Chronique – Les écrivains du Montana

Extrait du fanzine littéraire Belladonna

 

L’école littéraire du Montana, ça englobe tout un groupe d’écrivains américains contemporains qui ont habité ou habitent encore dans cet état. Une région aux hivers rudes (le thermomètre descend jusqu’à -40 degrés) et aux paysages incroyables qui compte peu d’habitants. Un des rares endroits isolés des Etats-Unis où survit encore le mythe de l’Ouest.

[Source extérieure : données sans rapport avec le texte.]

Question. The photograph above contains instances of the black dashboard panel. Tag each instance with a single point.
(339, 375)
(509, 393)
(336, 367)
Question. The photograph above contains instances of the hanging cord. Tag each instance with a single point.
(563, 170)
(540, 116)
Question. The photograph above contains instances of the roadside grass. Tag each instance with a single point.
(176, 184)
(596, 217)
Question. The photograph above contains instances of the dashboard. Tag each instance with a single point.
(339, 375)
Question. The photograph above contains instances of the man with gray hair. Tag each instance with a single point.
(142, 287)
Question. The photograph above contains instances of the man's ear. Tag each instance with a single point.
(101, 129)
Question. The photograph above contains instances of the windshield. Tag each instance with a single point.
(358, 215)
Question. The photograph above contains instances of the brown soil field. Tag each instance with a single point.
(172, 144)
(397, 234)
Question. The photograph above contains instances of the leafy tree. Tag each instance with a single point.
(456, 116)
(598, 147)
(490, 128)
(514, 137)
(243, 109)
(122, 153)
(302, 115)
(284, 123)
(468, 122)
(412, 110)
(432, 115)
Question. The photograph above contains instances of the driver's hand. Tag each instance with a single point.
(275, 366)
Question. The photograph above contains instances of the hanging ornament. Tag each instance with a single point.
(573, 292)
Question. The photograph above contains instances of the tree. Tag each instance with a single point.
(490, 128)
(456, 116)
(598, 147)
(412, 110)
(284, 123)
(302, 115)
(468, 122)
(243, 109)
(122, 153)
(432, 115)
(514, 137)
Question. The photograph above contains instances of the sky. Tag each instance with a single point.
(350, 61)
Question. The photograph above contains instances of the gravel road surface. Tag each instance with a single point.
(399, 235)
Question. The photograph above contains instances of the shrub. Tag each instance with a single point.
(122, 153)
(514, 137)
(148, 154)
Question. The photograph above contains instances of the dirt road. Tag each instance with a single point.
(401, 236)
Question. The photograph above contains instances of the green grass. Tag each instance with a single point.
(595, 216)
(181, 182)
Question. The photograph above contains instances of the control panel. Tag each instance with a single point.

Missoula, la deuxième ville du Montana, regroupe la plus grosse densité d’écrivains par habitant au monde. Tout commence dans les années 60 lorsque plusieurs grands noms de la littérature américaine comme Raymond Carver ou Richard Brautigan s’y installent. L’université locale propose au même moment les premiers cours de creative writing nord-américains après ceux de Harvard. Lorsque le poète Richard Hugo prend la tête du cours, la renommée est telle que des étudiants et des écrivains viennent des quatre points cardinaux du pays pour s’y installer. Richard Hugo travaillera notamment avec James Crumley et William Kittredge, et aidera James Welch à développer sa plume. On a vu pire comme CV.

 

La Génération Montana, aussi connue sous le nom de “l’école Montana” ou du “Montana Gang”, s’est formée à l’université de Missoula lors des nombreuses rencontres littéraires qui animaient -et continuent d’animer- cette ville.

 

Même si les livres traitent des grands espaces et du nature writing, les styles et genres pratiqués ont tous leurs propres caractéristiques. On y trouve autant de la poésie que des nouvelles, des romans et des polars… Leur point commun ? La nature, grandiose et majestueuse, se posant comme un pivot de chacun de ces récits, jusqu’à devenir un véritable personnage.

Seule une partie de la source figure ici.